Eugenics and human rights

British Medical Journal, August 14, 1999 by Daniel J Kevles

Sterilisation rates climbed with the onset of the worldwide economic depression in 1929. In parts of Canada, in the deep south of the United States, and throughout Scandinavia, sterilisation acquired broad support. This was not primarily on eugenic grounds (though some hereditarian-minded mental health professionals continued to urge it for that purpose) but on economic ones. Sterilisation raised the prospect of reducing the cost of institutional care and of poor relief. Even geneticists who disparaged sterilisation as the remedy for degeneration held that sterilising mentally disabled people would yield a social benefit because it would prevent children being born to parents who could not care for them.

In Scandinavia, sterilisation was broadly endorsed by Social Democrats as part of the scientifically oriented planning of the new welfare state. Alva Myrdal spoke for her husband, Gunnar, and for numerous liberals like themselves when in 1941 she wrote, "In our day of highly accelerated social reforms the need for sterilization on social grounds gains new momentum. Generous social reforms may facilitate home-making and childbearing more than before among the groups of less desirable as well as more desirable parents. [Such a trend] demands some corresponding corrective."[4] On such foundations among others, sterilisation programmes continued in several American states, in Alberta, and in Scandinavia well into the 1970s.

Eugenics under fire

During the interwar years, however, eugenic doctrines were increasingly criticised on scientific grounds and for their class and racial bias. It was shown that many mental disabilities have nothing to do with genes; that those which do are not simple products of genetic make up; and that most human behaviours (including deviant ones) are shaped by environment at least as much as by biological heredity, if they are fashioned by genes at all. Science aside, eugenics became malodorous precisely because of its connection with Hitler's regime, especially after the second world war, when its complicity in the Nazi death camps was revealed.
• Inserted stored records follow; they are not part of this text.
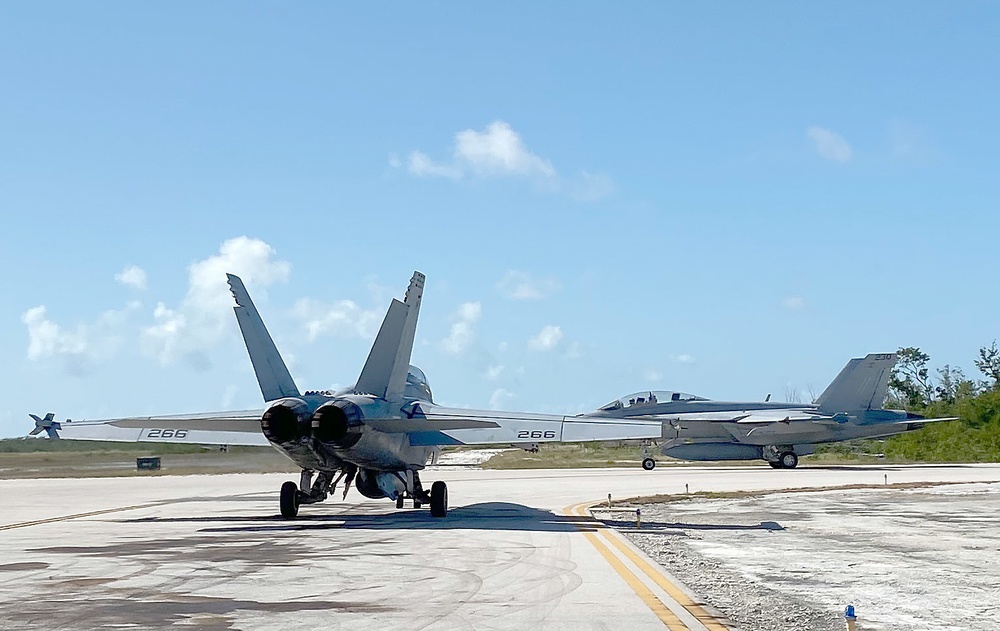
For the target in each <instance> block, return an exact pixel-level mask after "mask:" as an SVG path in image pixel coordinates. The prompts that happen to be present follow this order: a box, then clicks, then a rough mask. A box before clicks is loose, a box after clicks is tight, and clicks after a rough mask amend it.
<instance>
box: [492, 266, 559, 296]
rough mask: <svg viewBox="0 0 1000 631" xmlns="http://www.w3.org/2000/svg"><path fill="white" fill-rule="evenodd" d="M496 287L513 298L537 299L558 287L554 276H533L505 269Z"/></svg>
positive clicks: (503, 292)
mask: <svg viewBox="0 0 1000 631" xmlns="http://www.w3.org/2000/svg"><path fill="white" fill-rule="evenodd" d="M497 289H499V290H500V293H502V294H503V295H504V296H506V297H508V298H512V299H514V300H539V299H541V298H544V297H545V296H547V295H549V294H551V293H552V292H554V291H556V290H558V289H559V283H558V282H557V281H556V280H555V279H554V278H534V277H532V276H531V275H529V274H527V273H525V272H518V271H516V270H507V273H506V274H504V276H503V278H501V279H500V282H498V283H497Z"/></svg>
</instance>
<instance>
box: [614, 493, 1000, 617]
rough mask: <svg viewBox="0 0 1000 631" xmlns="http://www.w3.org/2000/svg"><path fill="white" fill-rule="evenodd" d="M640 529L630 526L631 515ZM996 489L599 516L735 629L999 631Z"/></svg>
mask: <svg viewBox="0 0 1000 631" xmlns="http://www.w3.org/2000/svg"><path fill="white" fill-rule="evenodd" d="M636 508H639V509H640V510H641V511H642V516H643V527H642V528H641V529H640V530H636V529H635V524H634V520H635V509H636ZM997 514H1000V484H957V485H946V486H934V487H921V488H891V487H890V488H863V489H858V488H852V489H846V490H824V491H811V492H780V493H765V494H755V495H749V496H746V497H736V498H726V499H709V498H697V497H696V498H693V499H688V500H684V501H670V502H655V503H642V504H630V505H619V506H616V507H615V508H614V509H613V510H612V511H610V512H609V511H607V510H606V509H594V515H595V516H596V517H597V518H599V519H603V520H605V521H606V522H607V523H608V524H609V525H612V526H615V527H616V528H618V529H619V530H621V531H622V532H623V533H624V534H625V535H626V536H627V537H628V538H629V539H630V540H632V542H633V543H635V545H637V546H638V547H639V548H641V549H642V550H644V551H645V552H646V553H647V554H649V555H650V556H651V557H653V558H654V559H656V560H657V561H658V562H659V563H660V564H661V565H662V566H663V567H664V568H665V569H666V570H667V571H668V572H670V573H671V574H673V575H674V576H676V577H677V578H678V579H679V580H680V581H681V582H683V583H684V584H685V585H687V586H688V587H689V588H690V589H691V590H692V591H694V592H695V593H697V594H698V595H699V596H700V597H701V598H703V599H704V600H705V601H706V602H708V603H710V604H711V605H713V606H714V607H716V608H717V609H719V610H720V611H721V612H723V613H724V614H725V615H726V616H727V617H728V618H729V619H730V620H732V621H733V622H735V623H736V624H737V625H738V626H739V628H740V629H744V630H747V631H750V630H758V629H759V630H763V631H771V630H778V629H811V630H812V629H815V630H818V631H826V630H830V631H833V630H839V629H843V628H844V621H843V611H844V607H845V606H846V605H847V604H848V603H851V604H854V605H855V607H856V608H857V610H858V614H859V620H860V622H861V625H859V627H860V628H864V629H866V630H869V631H870V630H878V629H884V630H888V629H893V630H897V629H899V630H914V631H915V630H917V629H931V628H948V629H971V630H979V629H982V630H984V631H985V630H987V629H997V628H1000V532H998V531H997V529H996V527H995V526H996V515H997Z"/></svg>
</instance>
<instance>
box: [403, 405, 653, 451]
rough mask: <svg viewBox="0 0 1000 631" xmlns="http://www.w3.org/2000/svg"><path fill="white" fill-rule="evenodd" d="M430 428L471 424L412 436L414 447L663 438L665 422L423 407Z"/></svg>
mask: <svg viewBox="0 0 1000 631" xmlns="http://www.w3.org/2000/svg"><path fill="white" fill-rule="evenodd" d="M416 414H417V415H420V416H421V417H422V418H424V419H426V421H427V424H428V426H429V427H431V428H433V427H434V424H436V423H446V422H447V423H467V424H470V425H467V426H463V427H458V428H456V429H445V428H441V429H435V430H433V431H419V432H414V433H411V434H410V442H411V444H415V445H416V444H420V445H431V444H437V445H493V444H502V443H524V442H530V443H544V442H563V443H572V442H593V441H602V440H641V439H647V438H660V437H661V436H662V433H663V430H662V427H663V422H662V421H661V420H657V419H642V420H634V419H616V418H607V417H587V416H563V415H556V414H532V413H525V412H500V411H495V410H471V409H463V408H448V407H442V406H437V405H426V404H421V405H420V407H419V410H417V412H416Z"/></svg>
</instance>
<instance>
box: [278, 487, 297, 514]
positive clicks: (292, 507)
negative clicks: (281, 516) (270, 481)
mask: <svg viewBox="0 0 1000 631" xmlns="http://www.w3.org/2000/svg"><path fill="white" fill-rule="evenodd" d="M298 514H299V488H298V487H297V486H296V485H295V483H294V482H292V481H291V480H289V481H288V482H285V483H284V484H282V485H281V516H282V517H284V518H285V519H295V516H296V515H298Z"/></svg>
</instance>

All along, many people on both sides of the Atlantic had ethical reservations about sterilisation and were squeamish about forcibly subjecting people to the knife. Attempts to authorise eugenic sterilisation in Britain had reached their high water mark in the debates over the Mental Deficiency Act in 1913. They failed not least because of powerful objections from civil libertarians insistent on defending individual human rights. More than a third of the American states declined to pass sterilisation laws, and so did the eastern provinces of Canada. Most of the American states which passed the laws declined to enforce them, and British Columbia's law was enforced very little.

The opposition comprised coalitions that varied in composition. It came from mental health professionals who doubted the scientific underpinnings of eugenics and from civil libertarians, some of whom warned that compulsory sterilisation constituted "Hitlerisation." Sterilisation was also vigorously resisted by Roman Catholics--partly because it was contrary to church doctrine and partly because many recent immigrants to the United States were Catholics and thus disproportionately placed in jeopardy of the knife. For many people before the second world war, individual human rights mattered far more than those sanctioned by the science, law, and perceived social needs of the era.